A Practical Framework Before You Commit

Five questions worth answering honestly before the decision is made:

  1. What specific failure scenario are we actually defending against? Multi-region within one provider handles most real ones. Name the scenario that genuinely requires a second cloud.

  2. What is the egress cost model? Estimate actual data transfer between clouds based on real workload patterns. Put a monthly dollar figure on it before the architecture review, not after.

  3. Which workloads are actually portable? Audit your stateful dependencies. If your database isn't multi-cloud, your recovery story has a gap in it.

  4. Do we have the team to operate this long-term? Not the team to build it - the team to run it 18 months from now when the engineers who designed it have moved on to other things.

  5. Have we done multi-region first? Multi-cloud without solid multi-region is backwards. If a single regional outage breaks you today, the multi-cloud resilience story is premature.

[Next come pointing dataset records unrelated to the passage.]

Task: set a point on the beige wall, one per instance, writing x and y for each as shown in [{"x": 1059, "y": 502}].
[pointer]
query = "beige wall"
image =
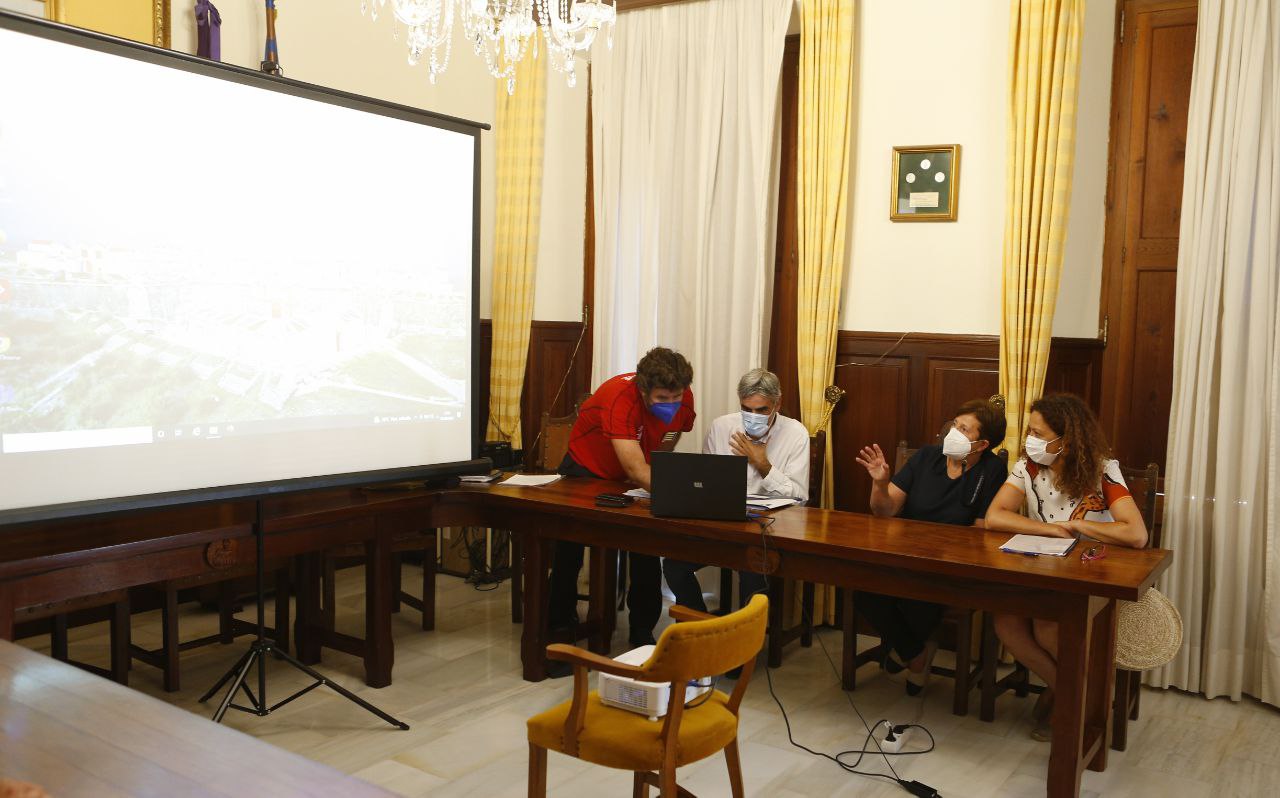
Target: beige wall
[
  {"x": 931, "y": 277},
  {"x": 560, "y": 247},
  {"x": 332, "y": 44},
  {"x": 950, "y": 87}
]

If the honest answers are: a specific regulatory requirement, we've modeled the costs and they work, we've audited our state, yes, and yes - multi-cloud Kubernetes is probably the right call. Most teams can't answer all five that way, and knowing that before you build it is genuinely useful.


The Bottom Line

Multi-cloud Kubernetes isn't an architecture you adopt - it's a capability you invest in continuously. The organizations that do it well treat it as a first-class operational commitment with dedicated team capacity, tested runbooks, and clear ownership. The ones that do it poorly end up with the worst of both worlds: the complexity of two clouds, with the operational maturity of neither.

Running Kubernetes well on one cloud, across multiple regions, with solid GitOps practices and a team that genuinely knows the environment - that's already a high bar worth being proud of. It's also the right bar for most organizations. Get there before expanding the surface area.

Multi-cloud is not the next level of Kubernetes maturity. It's an orthogonal decision with its own cost structure, team requirements, and risk profile. Treat it like one - and if someone brings it up in your next architecture review without clear answers to those five questions, you now have something to hand them.